Several articles have appeared in the mainstream GTA press over the past week. All seem to cite the same interesting statistics, as released by TransUnion and Equifax Canada, Canada’s largest credit reporting firms. The articles all paint the same “I’ve got good news, and I have bad news” scenario.

Let’s look at the good news first: it seems (at least, according to the credit bureaus) that the average expensive credit card debt dropped a tiny bit. It was a small drop of just 0.4%, but luckily not an increase. Are consumers being more careful by only spending what they can afford to repay? One calendar quarter does not equal a trend.

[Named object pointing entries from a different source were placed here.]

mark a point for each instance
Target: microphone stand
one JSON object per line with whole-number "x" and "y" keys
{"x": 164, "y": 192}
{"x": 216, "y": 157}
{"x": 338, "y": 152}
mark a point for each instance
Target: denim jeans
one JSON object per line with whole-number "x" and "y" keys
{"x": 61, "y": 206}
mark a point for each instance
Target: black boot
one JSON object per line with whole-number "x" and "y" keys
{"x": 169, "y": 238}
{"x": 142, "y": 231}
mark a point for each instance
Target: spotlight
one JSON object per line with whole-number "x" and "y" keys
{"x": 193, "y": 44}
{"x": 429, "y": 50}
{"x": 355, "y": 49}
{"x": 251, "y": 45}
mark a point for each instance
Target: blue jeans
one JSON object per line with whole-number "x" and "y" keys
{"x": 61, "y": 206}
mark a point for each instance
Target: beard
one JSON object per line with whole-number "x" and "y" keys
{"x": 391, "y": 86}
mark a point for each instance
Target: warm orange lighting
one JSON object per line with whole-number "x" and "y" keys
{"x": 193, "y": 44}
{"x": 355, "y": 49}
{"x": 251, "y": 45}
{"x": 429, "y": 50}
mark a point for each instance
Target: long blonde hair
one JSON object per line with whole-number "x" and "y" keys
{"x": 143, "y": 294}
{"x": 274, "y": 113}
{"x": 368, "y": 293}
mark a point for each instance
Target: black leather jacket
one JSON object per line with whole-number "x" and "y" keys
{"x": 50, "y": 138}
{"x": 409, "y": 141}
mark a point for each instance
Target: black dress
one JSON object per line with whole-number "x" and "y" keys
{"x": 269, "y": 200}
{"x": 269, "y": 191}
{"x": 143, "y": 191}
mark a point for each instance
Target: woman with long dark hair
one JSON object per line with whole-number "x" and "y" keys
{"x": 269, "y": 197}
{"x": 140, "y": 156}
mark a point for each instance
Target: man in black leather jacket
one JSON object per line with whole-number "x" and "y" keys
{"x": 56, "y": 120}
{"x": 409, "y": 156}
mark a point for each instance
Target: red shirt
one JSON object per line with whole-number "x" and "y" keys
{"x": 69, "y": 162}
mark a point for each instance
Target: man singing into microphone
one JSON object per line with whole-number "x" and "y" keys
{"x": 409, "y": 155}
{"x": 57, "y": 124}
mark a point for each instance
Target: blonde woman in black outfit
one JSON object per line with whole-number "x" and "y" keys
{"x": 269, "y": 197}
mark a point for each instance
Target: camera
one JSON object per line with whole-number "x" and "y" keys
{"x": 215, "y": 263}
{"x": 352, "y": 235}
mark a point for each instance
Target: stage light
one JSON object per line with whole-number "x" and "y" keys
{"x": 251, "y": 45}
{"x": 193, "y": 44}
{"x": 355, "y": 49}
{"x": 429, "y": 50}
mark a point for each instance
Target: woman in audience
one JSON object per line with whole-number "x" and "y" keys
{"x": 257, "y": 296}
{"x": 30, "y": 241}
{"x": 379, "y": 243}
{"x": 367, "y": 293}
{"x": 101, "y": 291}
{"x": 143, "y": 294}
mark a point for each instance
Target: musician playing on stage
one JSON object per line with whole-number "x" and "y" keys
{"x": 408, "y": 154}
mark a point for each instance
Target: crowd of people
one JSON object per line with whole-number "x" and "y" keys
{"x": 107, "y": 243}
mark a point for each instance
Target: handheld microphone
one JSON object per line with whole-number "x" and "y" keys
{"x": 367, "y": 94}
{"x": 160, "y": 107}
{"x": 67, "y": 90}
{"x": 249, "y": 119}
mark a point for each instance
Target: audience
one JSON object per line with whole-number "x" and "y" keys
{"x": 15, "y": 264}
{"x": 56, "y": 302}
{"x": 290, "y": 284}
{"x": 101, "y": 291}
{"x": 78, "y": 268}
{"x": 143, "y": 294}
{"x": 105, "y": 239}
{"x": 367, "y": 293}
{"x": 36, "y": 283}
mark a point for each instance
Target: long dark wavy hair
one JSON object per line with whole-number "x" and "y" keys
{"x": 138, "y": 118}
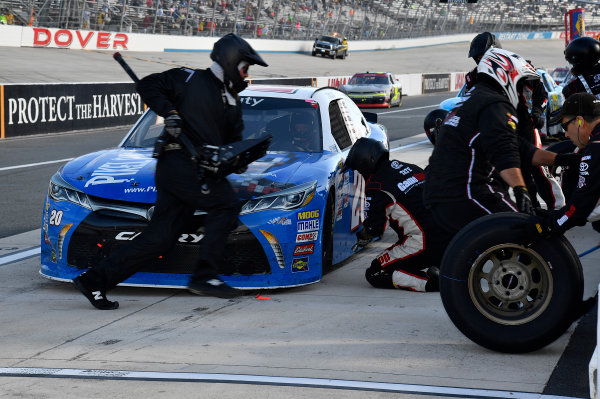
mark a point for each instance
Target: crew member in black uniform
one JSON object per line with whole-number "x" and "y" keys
{"x": 394, "y": 192}
{"x": 580, "y": 118}
{"x": 202, "y": 105}
{"x": 478, "y": 153}
{"x": 530, "y": 113}
{"x": 583, "y": 54}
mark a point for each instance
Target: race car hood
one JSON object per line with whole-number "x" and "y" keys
{"x": 128, "y": 174}
{"x": 365, "y": 88}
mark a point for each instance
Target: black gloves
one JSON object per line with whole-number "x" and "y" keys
{"x": 173, "y": 125}
{"x": 362, "y": 240}
{"x": 571, "y": 159}
{"x": 523, "y": 200}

But this does give us some hope that Canadians will heed the advice of the debt experts and begin to use credit properly.

The second bit of good news for consumers is that bankruptcy filings and auto loan defaults are also lower.

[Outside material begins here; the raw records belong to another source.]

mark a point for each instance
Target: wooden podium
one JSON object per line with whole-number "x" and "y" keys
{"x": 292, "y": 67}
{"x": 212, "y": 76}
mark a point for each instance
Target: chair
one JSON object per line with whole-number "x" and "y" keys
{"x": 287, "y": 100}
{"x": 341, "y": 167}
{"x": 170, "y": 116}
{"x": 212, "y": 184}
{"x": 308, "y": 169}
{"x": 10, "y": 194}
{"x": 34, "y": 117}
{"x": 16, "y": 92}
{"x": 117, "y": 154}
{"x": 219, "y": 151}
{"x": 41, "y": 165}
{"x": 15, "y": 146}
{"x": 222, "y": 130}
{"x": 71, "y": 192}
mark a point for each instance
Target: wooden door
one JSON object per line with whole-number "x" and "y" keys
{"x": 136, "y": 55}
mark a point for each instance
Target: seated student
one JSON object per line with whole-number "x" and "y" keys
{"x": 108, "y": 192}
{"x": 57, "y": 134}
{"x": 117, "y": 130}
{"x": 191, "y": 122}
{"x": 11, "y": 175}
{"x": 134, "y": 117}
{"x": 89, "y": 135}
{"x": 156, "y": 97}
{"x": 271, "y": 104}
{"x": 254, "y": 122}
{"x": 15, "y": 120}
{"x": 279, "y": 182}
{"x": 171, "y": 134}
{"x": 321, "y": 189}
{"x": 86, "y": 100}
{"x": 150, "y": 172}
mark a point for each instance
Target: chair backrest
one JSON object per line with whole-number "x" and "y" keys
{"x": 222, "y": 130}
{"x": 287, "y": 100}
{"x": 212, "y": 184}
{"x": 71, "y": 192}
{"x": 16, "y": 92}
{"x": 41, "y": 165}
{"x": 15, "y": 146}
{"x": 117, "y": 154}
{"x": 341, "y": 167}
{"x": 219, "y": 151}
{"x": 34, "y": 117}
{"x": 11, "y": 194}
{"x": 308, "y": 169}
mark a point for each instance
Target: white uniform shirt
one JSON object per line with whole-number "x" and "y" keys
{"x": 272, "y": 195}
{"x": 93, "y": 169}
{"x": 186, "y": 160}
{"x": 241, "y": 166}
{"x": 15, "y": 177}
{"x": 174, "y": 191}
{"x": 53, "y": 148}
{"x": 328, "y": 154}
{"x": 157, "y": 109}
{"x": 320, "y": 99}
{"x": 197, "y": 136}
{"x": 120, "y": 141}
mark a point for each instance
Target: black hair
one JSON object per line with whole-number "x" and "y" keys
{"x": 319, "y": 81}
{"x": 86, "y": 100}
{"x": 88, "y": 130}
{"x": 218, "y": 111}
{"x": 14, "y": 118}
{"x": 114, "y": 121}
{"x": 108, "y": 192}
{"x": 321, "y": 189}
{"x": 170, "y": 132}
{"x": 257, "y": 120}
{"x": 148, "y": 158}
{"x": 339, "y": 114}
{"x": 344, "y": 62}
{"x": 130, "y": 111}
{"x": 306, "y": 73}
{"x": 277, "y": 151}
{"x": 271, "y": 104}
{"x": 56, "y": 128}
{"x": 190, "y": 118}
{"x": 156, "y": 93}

And the bad news? (or, if you prefer, the “not such good news”)? According to Equifax, consumer debt (excluding mortgages) is still 3.1% higher than one year ago. And borrowing for auto purchases is up a huge 13.25% over the same time last year.

Add these indicators together and what they seems to be telling us is:

  1. Canadian consumers are still using credit – at a pace they cannot afford in many cases;
  2. Consumers are falling prey to the constant advertising and attractiveness of very low interest rates on auto loans. Maybe buying more car than they really need?

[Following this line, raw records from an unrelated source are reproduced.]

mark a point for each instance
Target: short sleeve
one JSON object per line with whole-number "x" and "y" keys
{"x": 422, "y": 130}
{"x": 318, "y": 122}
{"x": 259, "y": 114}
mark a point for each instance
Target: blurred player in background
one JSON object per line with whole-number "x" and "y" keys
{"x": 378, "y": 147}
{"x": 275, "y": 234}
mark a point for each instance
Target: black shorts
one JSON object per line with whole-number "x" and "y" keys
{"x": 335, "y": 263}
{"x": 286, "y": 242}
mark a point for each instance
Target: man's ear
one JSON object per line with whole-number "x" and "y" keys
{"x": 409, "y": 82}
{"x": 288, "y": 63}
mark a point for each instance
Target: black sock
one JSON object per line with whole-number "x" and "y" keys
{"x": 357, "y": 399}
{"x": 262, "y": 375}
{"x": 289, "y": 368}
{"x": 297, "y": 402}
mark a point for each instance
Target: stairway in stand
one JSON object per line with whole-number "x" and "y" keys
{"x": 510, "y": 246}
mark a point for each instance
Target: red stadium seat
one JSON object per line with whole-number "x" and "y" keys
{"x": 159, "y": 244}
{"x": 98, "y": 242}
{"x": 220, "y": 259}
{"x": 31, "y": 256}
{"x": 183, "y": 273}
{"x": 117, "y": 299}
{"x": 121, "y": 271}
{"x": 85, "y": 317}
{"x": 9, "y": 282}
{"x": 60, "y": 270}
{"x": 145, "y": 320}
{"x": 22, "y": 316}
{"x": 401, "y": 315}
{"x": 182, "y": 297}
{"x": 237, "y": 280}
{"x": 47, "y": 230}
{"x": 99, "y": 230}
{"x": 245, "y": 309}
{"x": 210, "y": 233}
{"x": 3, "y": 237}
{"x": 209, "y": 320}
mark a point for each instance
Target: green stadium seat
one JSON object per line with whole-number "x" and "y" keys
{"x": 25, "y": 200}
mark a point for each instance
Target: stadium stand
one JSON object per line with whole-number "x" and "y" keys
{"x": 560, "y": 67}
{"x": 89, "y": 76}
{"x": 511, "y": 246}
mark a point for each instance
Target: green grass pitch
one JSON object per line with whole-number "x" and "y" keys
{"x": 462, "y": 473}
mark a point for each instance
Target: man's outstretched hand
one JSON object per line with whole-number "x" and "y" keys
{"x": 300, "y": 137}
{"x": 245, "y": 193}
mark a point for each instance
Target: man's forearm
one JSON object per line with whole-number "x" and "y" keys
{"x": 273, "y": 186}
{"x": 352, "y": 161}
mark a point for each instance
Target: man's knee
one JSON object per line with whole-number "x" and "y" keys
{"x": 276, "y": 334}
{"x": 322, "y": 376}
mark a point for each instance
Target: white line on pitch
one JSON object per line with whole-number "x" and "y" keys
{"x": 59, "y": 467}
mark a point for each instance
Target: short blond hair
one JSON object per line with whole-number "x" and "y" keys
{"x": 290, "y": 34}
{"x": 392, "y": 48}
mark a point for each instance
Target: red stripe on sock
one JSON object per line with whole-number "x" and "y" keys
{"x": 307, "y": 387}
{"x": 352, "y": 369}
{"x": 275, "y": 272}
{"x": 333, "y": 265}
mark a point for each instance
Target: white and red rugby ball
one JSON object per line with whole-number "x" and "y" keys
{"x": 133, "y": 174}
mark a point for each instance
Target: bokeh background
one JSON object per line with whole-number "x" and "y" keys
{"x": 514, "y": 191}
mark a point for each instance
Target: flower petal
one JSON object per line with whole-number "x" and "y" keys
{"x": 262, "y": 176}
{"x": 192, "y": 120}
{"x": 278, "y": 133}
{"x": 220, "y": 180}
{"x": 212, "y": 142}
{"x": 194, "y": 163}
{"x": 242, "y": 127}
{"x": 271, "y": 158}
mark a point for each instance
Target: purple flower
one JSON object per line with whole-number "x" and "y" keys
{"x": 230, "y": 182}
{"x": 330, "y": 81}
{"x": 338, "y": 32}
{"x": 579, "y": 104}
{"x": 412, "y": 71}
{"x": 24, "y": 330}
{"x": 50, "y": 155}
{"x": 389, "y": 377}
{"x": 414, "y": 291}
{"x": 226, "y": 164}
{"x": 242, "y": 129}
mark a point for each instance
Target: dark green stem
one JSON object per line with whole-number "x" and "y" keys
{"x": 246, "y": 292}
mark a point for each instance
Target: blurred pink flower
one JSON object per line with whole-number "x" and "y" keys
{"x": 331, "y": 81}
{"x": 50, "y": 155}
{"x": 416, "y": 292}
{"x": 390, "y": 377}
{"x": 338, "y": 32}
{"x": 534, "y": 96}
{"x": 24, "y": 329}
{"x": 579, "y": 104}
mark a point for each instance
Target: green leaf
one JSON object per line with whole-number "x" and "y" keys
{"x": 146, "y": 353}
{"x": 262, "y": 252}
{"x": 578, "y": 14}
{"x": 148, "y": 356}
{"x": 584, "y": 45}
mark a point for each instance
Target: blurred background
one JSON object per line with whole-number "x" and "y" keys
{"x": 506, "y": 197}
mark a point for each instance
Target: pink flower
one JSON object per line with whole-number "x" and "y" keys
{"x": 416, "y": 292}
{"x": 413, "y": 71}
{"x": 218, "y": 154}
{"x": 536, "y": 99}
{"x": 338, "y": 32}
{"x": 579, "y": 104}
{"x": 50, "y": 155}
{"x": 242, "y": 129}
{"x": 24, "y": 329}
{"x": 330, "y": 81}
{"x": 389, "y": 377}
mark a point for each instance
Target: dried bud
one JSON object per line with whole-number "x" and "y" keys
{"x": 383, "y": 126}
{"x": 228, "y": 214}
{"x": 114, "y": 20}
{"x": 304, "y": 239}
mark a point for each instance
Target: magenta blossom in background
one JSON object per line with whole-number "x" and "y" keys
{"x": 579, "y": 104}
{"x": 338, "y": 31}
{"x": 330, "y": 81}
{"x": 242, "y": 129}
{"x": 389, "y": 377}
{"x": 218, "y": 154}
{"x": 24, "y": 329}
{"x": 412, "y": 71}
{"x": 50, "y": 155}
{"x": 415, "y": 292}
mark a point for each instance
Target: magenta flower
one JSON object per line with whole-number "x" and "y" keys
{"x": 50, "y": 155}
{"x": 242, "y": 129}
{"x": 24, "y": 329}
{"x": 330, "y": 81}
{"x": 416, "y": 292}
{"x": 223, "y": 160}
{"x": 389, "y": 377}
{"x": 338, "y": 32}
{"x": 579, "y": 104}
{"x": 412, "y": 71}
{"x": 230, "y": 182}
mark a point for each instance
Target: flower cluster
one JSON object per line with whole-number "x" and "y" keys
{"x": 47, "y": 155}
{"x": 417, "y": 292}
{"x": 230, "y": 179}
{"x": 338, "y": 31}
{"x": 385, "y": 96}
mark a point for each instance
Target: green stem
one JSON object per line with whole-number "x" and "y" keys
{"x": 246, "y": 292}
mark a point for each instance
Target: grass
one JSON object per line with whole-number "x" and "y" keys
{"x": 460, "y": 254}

If debt keeps rising, and the Bank of Canada continues to warn us that an all-time high debt load clocking in at 50% more than is earned in a year is the #1 risk to Canadian consumers, what do we need to fix this growing debt problem?

The answer is actually a simple one. If you are carrying debt, and despite struggling to reduce the size of the debt load you seem to be making very little progress, you likely have “debt sickness”. That’s when it’s time to seek the help of a licensed debt relief professional (just be very careful when choosing an advisor). Only federally-licensed Licensed Insolvency Trustees can be fully trusted.

Licensed Insolvency Trustees are highly trained and ethically-bound. And don’t let the title “Insolvency Trustees”” scare you off. Trustees provide a full range of debt solutions that will help you. They usually do not charge for a confidential initial debt relief consultation, in which they assess your financial situation and all the debt relief options that are available to your case in particular.

My advice to you, based on the statistics above? Get “debt well”, and retire debt free.